Глаза Джозефа загорелись, их взгляд стал пронзительным.
— Зачем же ты хочешь поехать туда снова? — стал допытываться он.
— Разве ты не видишь? — нетерпеливо ответила она. — Всё дело было в моём положении. Несколько раз я видела поляну во сне, и она часто возникала в моём сознании. Теперь, когда я снова хорошо себя чувствую, я хочу вернуться туда и ясно увидеть, что там — просто скала, поросшая старым мхом. Тогда она больше не будет мне сниться. Я хочу прикоснуться к ней. Я хочу бросить ей вызов, потому что она пугает меня.
Освободив свои пальцы от цепкой хватки Джозефа, она потёрла их, чтобы снять боль.
— Ты делаешь мне больно, дорогой. Ты что, тоже боишься этого места?
— Нет, — сказал он. —
Он замолчал, размышляя о том, должен ли он говорить ей о том, что рассказывал Хуанито о беременных женщинах-индианках, которые приходили посидеть у скалы, и о стариках, которые жили в лесу. «Такое может напугать её, — подумал он. — Лучше будет, если у неё исчезнет страх перед этим местом». Он открыл печь, швырнул в неё пригоршню щепок и сразу же повернул заслонку, отчего пламя, загудев, вспыхнуло ярким светом.

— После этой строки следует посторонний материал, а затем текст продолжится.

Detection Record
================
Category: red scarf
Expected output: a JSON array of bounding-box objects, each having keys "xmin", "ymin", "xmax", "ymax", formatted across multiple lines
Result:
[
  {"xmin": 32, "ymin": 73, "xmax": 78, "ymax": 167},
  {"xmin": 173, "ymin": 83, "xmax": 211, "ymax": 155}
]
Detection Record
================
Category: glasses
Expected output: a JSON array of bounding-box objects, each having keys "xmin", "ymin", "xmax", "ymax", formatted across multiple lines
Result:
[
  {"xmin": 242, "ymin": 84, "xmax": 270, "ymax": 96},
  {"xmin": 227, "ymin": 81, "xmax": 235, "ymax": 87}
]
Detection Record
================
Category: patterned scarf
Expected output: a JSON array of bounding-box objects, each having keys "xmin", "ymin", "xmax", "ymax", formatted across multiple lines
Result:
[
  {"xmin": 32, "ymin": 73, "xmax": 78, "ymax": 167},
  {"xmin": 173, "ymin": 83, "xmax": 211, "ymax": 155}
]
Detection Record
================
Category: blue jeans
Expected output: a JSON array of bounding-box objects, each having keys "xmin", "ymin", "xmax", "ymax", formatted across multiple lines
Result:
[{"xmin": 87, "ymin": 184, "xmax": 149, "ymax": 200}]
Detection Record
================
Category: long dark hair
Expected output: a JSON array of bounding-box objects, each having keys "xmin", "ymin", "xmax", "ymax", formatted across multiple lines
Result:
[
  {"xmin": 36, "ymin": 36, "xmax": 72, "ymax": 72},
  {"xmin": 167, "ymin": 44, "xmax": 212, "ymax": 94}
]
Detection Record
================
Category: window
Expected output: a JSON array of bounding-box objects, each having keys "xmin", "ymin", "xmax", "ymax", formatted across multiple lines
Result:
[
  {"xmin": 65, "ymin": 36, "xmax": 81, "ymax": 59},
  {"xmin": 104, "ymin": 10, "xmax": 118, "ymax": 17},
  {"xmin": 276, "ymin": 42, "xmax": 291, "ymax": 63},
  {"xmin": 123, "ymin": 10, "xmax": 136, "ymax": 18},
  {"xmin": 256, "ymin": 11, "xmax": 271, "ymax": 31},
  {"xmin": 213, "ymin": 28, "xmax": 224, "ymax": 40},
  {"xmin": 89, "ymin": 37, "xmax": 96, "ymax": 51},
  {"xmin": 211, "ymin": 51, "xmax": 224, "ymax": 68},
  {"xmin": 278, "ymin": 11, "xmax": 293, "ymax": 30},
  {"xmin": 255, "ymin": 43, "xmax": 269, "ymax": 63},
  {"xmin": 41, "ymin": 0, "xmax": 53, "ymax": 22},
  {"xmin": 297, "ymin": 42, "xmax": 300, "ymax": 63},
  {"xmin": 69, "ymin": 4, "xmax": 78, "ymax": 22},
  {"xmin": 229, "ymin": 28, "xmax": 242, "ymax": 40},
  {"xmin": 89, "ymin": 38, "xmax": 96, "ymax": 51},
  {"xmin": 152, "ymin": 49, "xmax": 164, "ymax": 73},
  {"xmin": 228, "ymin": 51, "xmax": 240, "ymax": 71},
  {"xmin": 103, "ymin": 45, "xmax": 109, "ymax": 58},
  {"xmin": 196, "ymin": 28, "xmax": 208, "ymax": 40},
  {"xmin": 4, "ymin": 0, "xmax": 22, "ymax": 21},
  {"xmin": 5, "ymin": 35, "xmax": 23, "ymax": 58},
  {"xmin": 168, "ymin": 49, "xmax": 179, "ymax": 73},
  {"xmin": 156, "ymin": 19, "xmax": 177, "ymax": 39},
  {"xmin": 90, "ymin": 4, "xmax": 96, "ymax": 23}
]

— Когда бы ты хотела поехать? — спросил он.
— Да в любое время. Если завтра днём будет тепло, я уложу завтрак в седельную сумку. За малышом присмотрит Рама. Мы устроим пикник, — торопливо заговорила она. — С тех пор, как я здесь, мы ещё не устраивали пикника. Не знаю ничего, что нравилось бы мне больше. Дома, — сказала она, — мы с матерью брали с собой завтрак на Хаклберри-Хилл, а после того, как поедим, набирали вёдра ягод.
— Мы поедем туда завтра, — согласился он. — А сейчас пойду-ка я загляну в сарай, дорогая.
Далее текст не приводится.